Todos buscamos la felicidad. Todos nos preguntamos de qué se trata la vida. Buscamos la plenitud y tratamos de descubrir qué hace que valga la pena vivir la vida. El gran Papa escribió que el diálogo de Jesús con el joven continúa “en todos los períodos de la historia, incluido el nuestro. La pregunta: 'Maestro, ¿qué bien debo hacer para tener la vida eterna?' surge en el corazón de cada individuo, y es sólo Cristo quien es capaz de dar la respuesta plena y definitiva” (VS 25).

Jesús le dice al joven: “Si quieres entrar en la vida, guarda los mandamientos” (Mateo 19:17). Cristo comienza con los mandamientos porque son una manifestación básica del amor al prójimo y a Dios. No podemos entrar en la vida eterna ni siquiera comenzar a disfrutar la vida en la tierra si no amamos, porque amando a Dios y al prójimo tenemos una relación con Dios y el prójimo. Pero la pregunta del joven aún no ha sido completamente respondida. Cuando le dice a Cristo que ha guardado los mandamientos desde su juventud, Jesús lo desafía aún más a dejar atrás todo obstáculo y “ven, sígueme” (Mateo 19:21).
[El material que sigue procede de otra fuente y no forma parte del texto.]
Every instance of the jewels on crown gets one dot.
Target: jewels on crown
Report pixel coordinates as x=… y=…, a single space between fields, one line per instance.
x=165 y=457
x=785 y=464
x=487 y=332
La plenitud de la felicidad se encuentra en el encuentro con Cristo, que es la respuesta más completa a la pregunta que es toda vida humana. Seguir a Cristo es el fundamento de la moral cristiana. Juan Pablo escribió: “La respuesta decisiva a cada una de las preguntas del hombre, en particular a sus cuestiones religiosas y morales, la da Jesucristo, o más bien es Jesucristo mismo” (VS 2). La guía para la vida cristiana no es un conjunto de reglas:

El modo de actuar de Jesús y sus palabras, sus obras y sus preceptos constituyen la regla moral de la vida cristiana. En efecto, sus acciones, y en particular su pasión y muerte en la cruz, son la revelación viva de su amor al Padre y a los demás. Éste es exactamente el amor que Jesús desea que sea imitado por todos los que lo siguen. (V 20)

Amar como Jesús amó es compartir la vida de Jesús, la vida de gracia que permite a los seres humanos débiles actuar más allá de sus limitaciones. Nadie puede imitar a Cristo por su propio poder.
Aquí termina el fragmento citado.